Hi @Clara,
ASV (Amplicon Sequence Variant) tables are simply a higher resolution version of an OTU table. That means no clustering has been done and even a single nucleotide difference between features will show as a different feature in an ASV table. In contrast, an OTU table clusters features at a certain identity threshold (97% being the most common one) but doesn’t necessarily have to. You can think of an ASV table as a 100% identity threshold OTU table. Both of these tables hold information about the abundance of taxa within each sample.
The file you have extracted and shown is neither an ASV or an OTU table, but instead is a taxonomy file which is used to classify your features (the first column with hashed IDs) to some taxonomy group (second column). The confidence values are a measure of certainty with regards to how confident we are in our classification.

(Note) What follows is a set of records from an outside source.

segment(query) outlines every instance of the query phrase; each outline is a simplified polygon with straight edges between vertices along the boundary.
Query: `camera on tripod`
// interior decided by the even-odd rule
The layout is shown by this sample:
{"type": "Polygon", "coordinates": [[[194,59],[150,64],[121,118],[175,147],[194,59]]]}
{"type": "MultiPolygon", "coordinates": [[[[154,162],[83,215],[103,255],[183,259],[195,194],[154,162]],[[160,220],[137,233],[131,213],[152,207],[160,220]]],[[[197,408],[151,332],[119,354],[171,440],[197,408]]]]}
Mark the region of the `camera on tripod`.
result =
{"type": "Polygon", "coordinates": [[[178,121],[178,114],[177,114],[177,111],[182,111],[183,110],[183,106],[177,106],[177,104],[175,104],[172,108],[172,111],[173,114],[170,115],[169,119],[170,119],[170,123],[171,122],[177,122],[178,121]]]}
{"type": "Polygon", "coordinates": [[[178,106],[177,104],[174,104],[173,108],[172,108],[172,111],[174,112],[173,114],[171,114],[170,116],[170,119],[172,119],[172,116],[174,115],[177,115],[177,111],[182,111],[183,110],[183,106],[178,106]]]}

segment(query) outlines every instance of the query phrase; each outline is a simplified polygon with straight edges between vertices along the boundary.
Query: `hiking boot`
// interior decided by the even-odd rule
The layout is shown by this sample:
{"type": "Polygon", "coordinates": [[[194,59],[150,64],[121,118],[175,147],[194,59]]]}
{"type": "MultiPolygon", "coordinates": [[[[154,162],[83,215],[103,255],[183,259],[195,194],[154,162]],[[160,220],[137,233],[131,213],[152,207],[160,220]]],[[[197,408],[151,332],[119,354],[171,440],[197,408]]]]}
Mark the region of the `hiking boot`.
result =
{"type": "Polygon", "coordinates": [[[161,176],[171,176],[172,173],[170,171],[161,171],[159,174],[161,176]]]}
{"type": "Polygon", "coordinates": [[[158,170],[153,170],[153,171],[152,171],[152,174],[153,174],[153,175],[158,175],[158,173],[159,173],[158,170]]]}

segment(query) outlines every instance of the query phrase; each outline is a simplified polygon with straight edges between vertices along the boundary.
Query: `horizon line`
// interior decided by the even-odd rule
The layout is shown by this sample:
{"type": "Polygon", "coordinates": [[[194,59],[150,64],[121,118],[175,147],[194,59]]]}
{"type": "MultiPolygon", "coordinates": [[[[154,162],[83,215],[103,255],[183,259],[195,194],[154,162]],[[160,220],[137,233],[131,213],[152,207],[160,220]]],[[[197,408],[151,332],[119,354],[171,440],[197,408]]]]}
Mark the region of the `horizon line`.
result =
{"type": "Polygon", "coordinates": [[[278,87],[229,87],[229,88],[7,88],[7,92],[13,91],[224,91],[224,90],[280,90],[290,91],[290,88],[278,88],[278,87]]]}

Thanks so much for the explanation. I got the concept and able to produce it now (and I finally know how it looks like, thanks @lca123
Follow up question on this, since the ASV table is in an "ID" format, not a specific bacteria's name, how are we supposed to do with this data? For example, if for OTU table, we can collapse it into certain taxa that we are interested in (eg: genus), but what should we do after generating this ASV table?
Hi @Clara,
In Qiime2, taxonomy assignments are kept separate from your feature-table, so you’ll need to create a separate taxonomy artifact for downstream analysis that involve taxonomy. You can even collapse your ASV table down to the genus level if you wanted using the taxa collapse plugin. Have a look through the Moving Pictures tutorial, especially the taxonomy section for an example workflow of how to get and work with taxonomies.